Carvalho asintió cerrando los ojos, pero no tanto como para no seguir estudiando la expresión de Wonderful y aprehender el brillo de interés que le desbordaba los ojos.

—Es un asunto excesivo para mí. No te negaré que me entero de algunas cosas. Aunque la verdad es que deduzco más que sé. Tengo un buen conocimiento del método y de la mecánica y a veces a distancia puedo tener una visión casi perfecta de lo que ha ocurrido.

—Por eso recurro a usted.

—No sé nada de este caso. Estoy tan sorprendido como todos.

—¿Sorprendido?

—Sorprendido. Con esta palabra ya te doy información.

—¿Ha sido un asesinato inesperado para la Compañía?
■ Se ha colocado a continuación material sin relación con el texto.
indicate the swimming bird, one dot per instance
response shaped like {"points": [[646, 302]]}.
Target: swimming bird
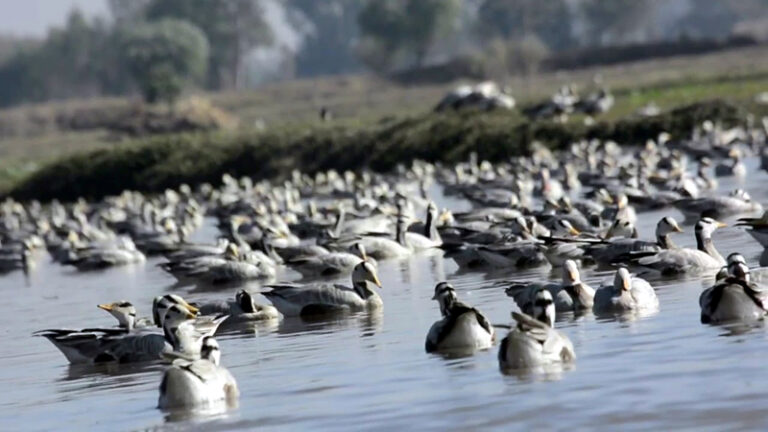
{"points": [[200, 382], [704, 258], [243, 308], [462, 327], [627, 293], [295, 300], [734, 298], [534, 341], [103, 344], [571, 295]]}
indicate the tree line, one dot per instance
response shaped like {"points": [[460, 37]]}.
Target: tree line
{"points": [[159, 47]]}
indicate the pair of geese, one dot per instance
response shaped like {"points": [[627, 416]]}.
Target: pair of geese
{"points": [[534, 340], [195, 376]]}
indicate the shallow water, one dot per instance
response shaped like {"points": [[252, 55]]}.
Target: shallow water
{"points": [[661, 371]]}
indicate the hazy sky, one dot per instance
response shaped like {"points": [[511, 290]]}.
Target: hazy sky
{"points": [[33, 17]]}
—Yo hablo por mi cuenta. Hacía tiempo que se rifaba algo gordo, pero no era Garrido quien tenía todos los números de la rifa.

—¿Quién los tenía?

—Martialay.

—¿La Compañía?

—Quién sabe. Tal vez no directamente. No es como antes. Ahora todo se ha sofisticado mucho.

—¿Por qué Martialay?

—El partido no preocupa. La central sindical sí. Las elecciones sindicales se acercan. Pero era difícil liquidar a Martialay en condiciones escandalosas. ¿Qué se puede montar sobre un hombre que hace gimnasia en skijama a las seis de la mañana?

—¿Por qué el cambio de víctima?

—No lo sé. Tampoco sé quién ha sido. Muy pocos deben estar enterados. ¿Tienes familia?

—No.

—Lástima. La familia sirve un día u otro. ¿Quién te ayudará a salir de la cama y sentarte sobre la silla de ruedas?

—¿Por qué se cambió a Martialay por Garrido?

—No abuses de una amistad que nunca ha existido. Tenías razón. Me has hecho hablar por vanidad, pero ya tengo la suficiente. Además, en serio, nada puedo añadirte. ¿Dónde vives?

—En Barcelona.

—¿Podrías hacerme un favor? En la hemeroteca municipal tienen todas las colecciones completas de la prensa de la preguerra. ¿Me puedes mandar algunas fotocopias de L’Opinió? He descubierto que no sé todo lo que debía saber y he de darme prisa para acabar mis memorias. Las titularé Nunca llegaré a Ítaca. ¿Te gusta el título?

—Si no ha sido la Compañía, ¿quién ha sido?

—O tal vez sería más acertado: Nunca volveré a Ítaca. ¿Qué te parece? A veces me arrepiento de no haber vuelto a Barcelona, pero me atrajo Madrid y me dio miedo recuperar una ciudad que ya no estaba hecha a mi medida.

—¿Cuál será el siguiente paso?

Wonderful abandonó la actitud expectante y volvió a ser un anciano hemipléjico, autista, desconectado de la obligada conversación con Carvalho. Ni siquiera miraba a su visitante, ni podría decirse que mirara cosa alguna que no estuviera dentro de sí mismo. Carvalho se levantó y se dispuso a salir de la habitación. Wonderful no reaccionó hasta que Carvalho cruzaba el umbral.

—No creo que haya frutos inmediatos. Este crimen ha sido una inversión a largo plazo. No lo sé, pero lo intuyo. Ni siquiera van a perder las elecciones sindicales. Este tipo de jugadas son las más temibles. Guárdate. Quisiera que me sobreviviera alguien relacionado conmigo aquellos años. Cada muerto se lleva una parte de nuestra imagen. ¿Has pensado en eso?

—¿Qué fotocopias quiere?

—Déjalo. Es igual. No he escrito ni una línea. Nunca las escribiré.